When we finish iterating through events - remember that this is an ordered time stream - these two data structures contain the union of all of the changes we need to apply to our shadow table. At that point, it's two simple DML statements to persist the changes:

upsert createUpdateMap.values() Opportunity_Contact_Role_Id__c;
delete [
    SELECT Id
    FROM Shadow_Opportunity_Contact_Role__c
    WHERE Opportunity_Contact_Role_Id__c IN :deleteIds
];

The index on Opportunity_Contact_Role_Id__c should keep these operations performant, and once they complete, the system updates our native Rollup Summary Field on the parent Opportunities.

Testing

There's just a couple of extra wrinkles to testing Async Apex Triggers. We have a new method in the system Test class to enable the Change Data Capture feature, and it overrides system CDC settings to ensure that the code under test executes regardless of org settings:

Test.enableChangeDataCapture();

Then, we require that CDC events are delivered and processed synchronously, using the tried-and-true Test.startTest() and Test.stopTest() calls, or by calling Test.getEventBus().deliver().

Intermediate testing results, while working towards passage and full code coverage, can be tough to interpret: most logs are found under the Automated Process user rather than the context user, requiring the use of trace flags, but some (possibly those from @testSetup methods) do appear for the context user. Code coverage maps can also produce misleading results until full passage is achieved.

As part of the demo, I built a test class that achieves full coverage on the Async Apex Trigger. It's also part of the GitHub project. (While the tests have good logic path coverage, they could stand to exercise bulk use cases better!)

Results

The CDC + Async Apex Trigger solution doesn't add everything we might want with Opportunity Contact Roles. We still cannot write Validation Rules against the Opportunity that take Roles into account, because the rollup operation is run asynchronously, after the original transaction commits. It's also a near-real time, rather than real time, solution, so a brief delay may be perceptible before the rollup field updates.
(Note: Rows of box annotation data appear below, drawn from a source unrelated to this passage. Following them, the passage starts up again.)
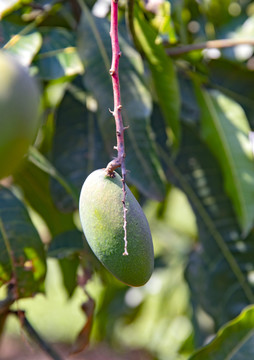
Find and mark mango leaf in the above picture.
[196,86,254,234]
[208,59,254,128]
[51,83,108,212]
[78,7,165,200]
[189,306,254,360]
[5,32,42,66]
[58,254,80,298]
[154,122,254,329]
[14,159,75,236]
[134,7,180,144]
[34,28,84,80]
[48,230,85,259]
[71,294,95,355]
[0,0,25,20]
[28,146,79,204]
[0,187,46,298]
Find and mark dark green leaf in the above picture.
[208,59,254,128]
[14,160,75,236]
[0,187,46,298]
[28,146,79,204]
[134,4,180,143]
[5,31,42,66]
[190,306,254,360]
[51,84,108,212]
[48,230,85,259]
[155,126,254,328]
[78,8,165,200]
[34,28,84,80]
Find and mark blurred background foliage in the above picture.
[0,0,254,360]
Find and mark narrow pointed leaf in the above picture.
[0,187,46,298]
[51,84,108,212]
[78,8,165,200]
[134,7,180,143]
[155,120,254,329]
[190,306,254,360]
[196,86,254,233]
[34,28,84,80]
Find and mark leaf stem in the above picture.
[10,310,63,360]
[105,0,128,255]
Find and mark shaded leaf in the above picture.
[208,59,254,128]
[190,306,254,360]
[134,7,180,143]
[0,0,23,20]
[154,126,254,328]
[51,83,107,212]
[48,230,85,259]
[196,85,254,234]
[28,146,79,204]
[71,295,95,355]
[78,8,165,200]
[0,187,46,298]
[34,28,84,80]
[59,254,80,297]
[5,32,42,66]
[14,160,75,236]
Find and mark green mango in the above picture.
[0,50,40,179]
[79,169,154,286]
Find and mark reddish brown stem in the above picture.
[106,0,128,255]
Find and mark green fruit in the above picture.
[0,51,40,179]
[79,169,154,286]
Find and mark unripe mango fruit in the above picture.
[79,169,154,286]
[0,50,40,179]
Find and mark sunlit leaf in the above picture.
[196,86,254,233]
[34,28,84,80]
[134,3,180,143]
[190,306,254,360]
[78,8,165,200]
[0,187,46,297]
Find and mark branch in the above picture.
[10,310,63,360]
[105,0,128,255]
[166,39,254,56]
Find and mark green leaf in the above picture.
[78,8,165,200]
[28,146,79,204]
[14,160,75,236]
[59,255,80,297]
[196,85,254,233]
[51,83,108,212]
[190,306,254,360]
[154,124,254,328]
[208,59,254,128]
[5,32,42,66]
[48,230,85,259]
[48,229,90,297]
[0,0,25,20]
[0,187,46,298]
[134,7,180,144]
[34,28,84,80]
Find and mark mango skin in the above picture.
[0,50,40,179]
[79,169,154,286]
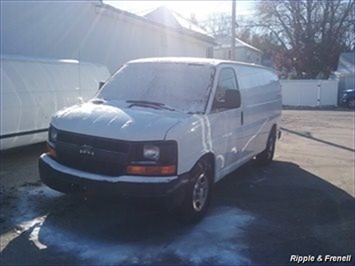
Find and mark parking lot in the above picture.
[1,110,354,265]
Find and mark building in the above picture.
[1,0,214,73]
[213,36,263,64]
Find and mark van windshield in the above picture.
[96,62,215,113]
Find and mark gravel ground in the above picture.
[0,110,354,265]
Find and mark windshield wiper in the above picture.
[126,100,176,111]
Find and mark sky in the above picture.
[103,0,255,21]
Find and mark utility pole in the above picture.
[231,0,237,60]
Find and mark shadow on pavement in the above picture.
[1,161,354,265]
[281,127,355,152]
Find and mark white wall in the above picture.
[0,57,110,150]
[1,1,212,73]
[213,47,261,64]
[281,80,338,107]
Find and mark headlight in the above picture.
[126,140,178,176]
[48,126,58,143]
[143,144,160,161]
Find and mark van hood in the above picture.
[51,101,189,141]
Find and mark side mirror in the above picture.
[223,90,241,109]
[99,81,105,90]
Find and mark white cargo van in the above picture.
[39,58,281,220]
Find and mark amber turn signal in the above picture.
[47,144,57,158]
[127,165,176,175]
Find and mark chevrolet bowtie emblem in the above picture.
[79,145,95,156]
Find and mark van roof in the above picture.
[128,57,272,70]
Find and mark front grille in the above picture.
[56,131,129,176]
[57,153,125,176]
[57,131,129,153]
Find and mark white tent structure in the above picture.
[331,52,355,101]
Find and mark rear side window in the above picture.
[212,67,240,112]
[215,67,238,102]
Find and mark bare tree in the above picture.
[254,0,354,78]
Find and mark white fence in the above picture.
[281,80,338,107]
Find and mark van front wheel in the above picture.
[176,159,212,223]
[256,130,276,165]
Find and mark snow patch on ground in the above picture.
[9,187,254,265]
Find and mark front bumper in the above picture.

And lastly, because Async Apex Triggers run as the Automated Process user, Last Modified By fields won't show actual users' names once the rollup operation completes.

But what it does, it does well: we get all the functionality and performance of native roll-up summary fields against an object that's never supported that feature, with a minimal investment in code. Users can see, and report on, rolled-up totals of Opportunity Contact Roles across their Opportunity pipeline.

And it's a really neat way to apply some of the latest Salesforce technologies to solve real-world problems.